2) You do need to have a general sense of direction where you are going. With a blank mindset of directions, you will make wrong turns with this unit. You can't completely depend on it if you want reach the destination fast. For example, let's say you are on a Freeway 1 and have to go on a connecting Freeway 2 North. And let's say the exit from Freeway 1 is same for both South and North of Freeway 2. This unit tells you first "take exit 10 to Freeway 2 South on right and keep right". You have to pay attention to that "keep right" part and ignore "South" part. And after you actually take exit and are very close to North/South separation, then it tells you "take exit 10 to Freeway 2 North on right". Once I followed the South part and ended up in wrong direction on Freeway 2. You'll get used to this quirk after first couple of uses though.
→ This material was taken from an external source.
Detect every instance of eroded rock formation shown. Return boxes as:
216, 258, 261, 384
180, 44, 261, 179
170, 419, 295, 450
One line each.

Again, the highlighted path is correct. Ignore the spoken directions and follow the path.
3) It doesn't seem to pick the closest Freeway on-ramp when it's a bit out of your way. It insists on taking the closest on-ramp that's on the way you are heading even if it involves going through more city lights than going backwards and taking faster on-ramp. Again, your general sense of the area is useful here.
4) Traffic feature is actually working and is useful. It did route me around the traffic once. You can find out if your metro area is supported at totaltraffic dot com. That's where these units get traffic updates from.
5) Other feature useful is automatic re-routing. When you make a wrong turn and end up somewhere else, it'll get you on track.
6) I also noticed that the GPS converges well at 30-40 mile speeds vs. 60-70mph i.e. the location where it tells you you are is more accurate when you are moving less than 30-40mph than when you are moving at 60-70mph. That's understandable. The real military accurate GPSs cost thousands of dollars. Most of these consumer GPSs are slow converging and hence have some heuristic (aka guesstimate) based on your speed, the map database and the direction you are heading to figure where exactly you are.